Zur Geschichte des Berliner Frauennetzwerks BFN

Frauenbewegung – das sind doch diese letzten paar Feministinnen, die regelmäßig zum 8. März aus ihren Nischen hervorkommen, oder? Frauenbewegung – gibt es die überhaupt noch?

Auf der Suche nach bewegten Frauen in Berlin stößt Frau unweigerlich auf das Berliner Frauennetzwerk (BFN) ­ einen Zusammenschluß aus Ost- und Westberliner Frauenprojekten. Der Ursprung der West-Initiativen geht auf die sogenannte zweite Frauenbewegung der siebziger Jahre zurück. Der Beginn der Frauenprojektebewegung wurde damals von einer großen Euphorie und Aufbruchstimmung begleitet. Viele Projekte, die heute noch existieren, sind aus dem Engagement von Frauen zu dieser Zeit heraus entstanden.

Von anfangs autonom organisierten Selbsthilfe- und Selbsterfahrungsgruppen entwickelten sie sich in den achtziger Jahren hin zu hochprofessionellen Organisationen wie Frauenhäusern und Frauenzentren mit verschiedenen soziokulturellen Angeboten ­ von Sprach- und Sportkursen über Filmabende und Frauendiscos bis hin zu Beratungsangeboten, lesbischen Archiven, Cafés. Hauptanliegen bereits in den siebziger Jahren war es, (Frei-)Räume für Frauen zu schaffen: „Frauenprojekte sind dadurch entstanden, daß fünf Frauen gesagt haben: ,Ey, so kann es hier nicht weitergehen, wir brauchen einen separaten Raum für uns. Die Jungs sitzen immer breit in der Ecke, und für uns ist kein Platz da.' So sind alle Frauenkneipen, Frauenbuchläden und Frauenprojekte entstanden", heißt es über die Anfangszeit der Projekte. Diese bunte Projektelandschaft wurde Anfang der neunziger Jahre durch die schnell sprießenden Ost-Initiativen bereichert ­ auch wenn manche der „Alteingesessenen" das zunächst anders sahen. Die allmähliche Ausfinanzierung von vormals autonomen Projekten durch den Berliner Senat führte zwar zu mehr Professionalität und Kontinuität, gleichzeitig entstanden jedoch Abhängigkeiten. Frauenprojekte traten vermehrt als Arbeitgeberinnen und soziale Dienstleisterinnen in Erscheinung und verloren gleichzeitig einen Teil ihres kämpferischen Moments.
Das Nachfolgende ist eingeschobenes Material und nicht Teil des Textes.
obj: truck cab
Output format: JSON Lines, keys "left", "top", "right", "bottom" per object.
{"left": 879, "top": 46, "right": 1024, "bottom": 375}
Kann man heute wirklich noch von einer Bewegung sprechen oder hat sich die Frauenbewegung in vielfältigsten Institutionalisierungen erschöpft? Teile der Frauenbewegung agieren derzeit „zwitterhaft": Einerseits zeigen sie eine hochgradige Verinstitutionalisierung, um deren Sicherheit auch gekämpft wird. Andererseits agieren sie aber auch gegen staatliche Institutionen, verstärkt gerade auch in Zeiten finanzieller Kürzungen. Aus dieser „Halb-drinnen-und-halb- draußen-Position", die sie derzeit einnehmen, fällt es oftmals schwer, Alternativen zu formulieren ­ vielleicht auch, weil es dann zu einer Infragestellung der eigenen Existenz kommen könnte.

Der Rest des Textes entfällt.